After getting all the information together, they had to answer using full sentences and decorate their posters.
Many of the students worked in pairs during this project. We recorded their voices with one being the interviewer and the other one being the interviewee, using a free version of the app called “Voice Record.” Then I created the QR codes with a free program called “QR code.” I plan to display the posters around the school in September and invite family members, school staff, and faculty to use their devices to listen to the children reading their interviews. That will be a starting point for my students to help celebrate Hispanic Heritage Month in my school.
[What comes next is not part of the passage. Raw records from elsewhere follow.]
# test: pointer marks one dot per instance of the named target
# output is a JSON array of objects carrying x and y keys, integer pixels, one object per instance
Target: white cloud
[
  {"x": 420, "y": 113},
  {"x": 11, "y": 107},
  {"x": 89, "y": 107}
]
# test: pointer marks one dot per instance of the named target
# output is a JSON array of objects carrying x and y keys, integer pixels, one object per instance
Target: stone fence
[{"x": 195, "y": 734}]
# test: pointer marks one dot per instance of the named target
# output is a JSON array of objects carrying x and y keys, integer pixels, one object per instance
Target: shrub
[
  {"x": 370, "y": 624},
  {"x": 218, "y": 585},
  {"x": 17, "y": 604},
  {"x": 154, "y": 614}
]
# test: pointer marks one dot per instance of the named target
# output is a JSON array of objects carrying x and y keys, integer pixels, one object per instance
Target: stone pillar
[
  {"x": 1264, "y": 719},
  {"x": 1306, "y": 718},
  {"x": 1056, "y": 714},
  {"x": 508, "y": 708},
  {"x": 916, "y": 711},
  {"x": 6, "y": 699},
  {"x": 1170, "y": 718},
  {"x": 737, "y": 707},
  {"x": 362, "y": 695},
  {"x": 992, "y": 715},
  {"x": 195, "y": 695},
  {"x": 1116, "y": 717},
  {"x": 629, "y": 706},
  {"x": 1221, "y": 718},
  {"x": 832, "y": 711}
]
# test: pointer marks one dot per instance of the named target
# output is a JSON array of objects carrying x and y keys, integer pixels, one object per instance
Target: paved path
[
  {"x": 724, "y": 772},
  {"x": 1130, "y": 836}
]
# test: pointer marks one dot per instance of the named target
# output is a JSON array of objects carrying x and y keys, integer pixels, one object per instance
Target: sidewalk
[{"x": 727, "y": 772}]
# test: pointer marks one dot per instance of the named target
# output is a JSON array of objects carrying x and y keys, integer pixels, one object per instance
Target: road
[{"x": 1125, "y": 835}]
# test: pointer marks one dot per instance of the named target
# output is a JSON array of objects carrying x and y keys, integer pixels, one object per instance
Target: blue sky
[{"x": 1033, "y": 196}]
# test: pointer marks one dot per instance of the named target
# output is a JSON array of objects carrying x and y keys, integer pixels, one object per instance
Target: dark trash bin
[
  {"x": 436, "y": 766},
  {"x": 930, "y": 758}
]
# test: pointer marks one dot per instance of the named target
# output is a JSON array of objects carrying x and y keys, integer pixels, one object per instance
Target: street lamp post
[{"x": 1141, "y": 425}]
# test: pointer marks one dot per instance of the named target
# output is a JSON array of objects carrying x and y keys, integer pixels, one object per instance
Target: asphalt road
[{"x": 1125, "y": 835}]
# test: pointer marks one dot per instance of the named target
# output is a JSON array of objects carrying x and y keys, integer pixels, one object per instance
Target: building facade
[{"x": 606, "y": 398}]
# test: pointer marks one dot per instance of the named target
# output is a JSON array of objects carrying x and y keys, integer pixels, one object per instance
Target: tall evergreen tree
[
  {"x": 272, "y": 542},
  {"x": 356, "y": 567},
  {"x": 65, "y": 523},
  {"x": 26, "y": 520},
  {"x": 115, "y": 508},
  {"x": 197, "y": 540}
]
This game has been motivating my second graders a lot lately. We did a unit on family members, we talked about the diversity in families, and they then described their own immediate families orally and in a small written project. I modified the well known game called “Who Stole the Cookie for the Cookie Jar?” to support this unit. Instead of a cookie, I printed a picture of an empanada. This added a small cultural twist to the game (and made me hungry for Colombian comfort food…).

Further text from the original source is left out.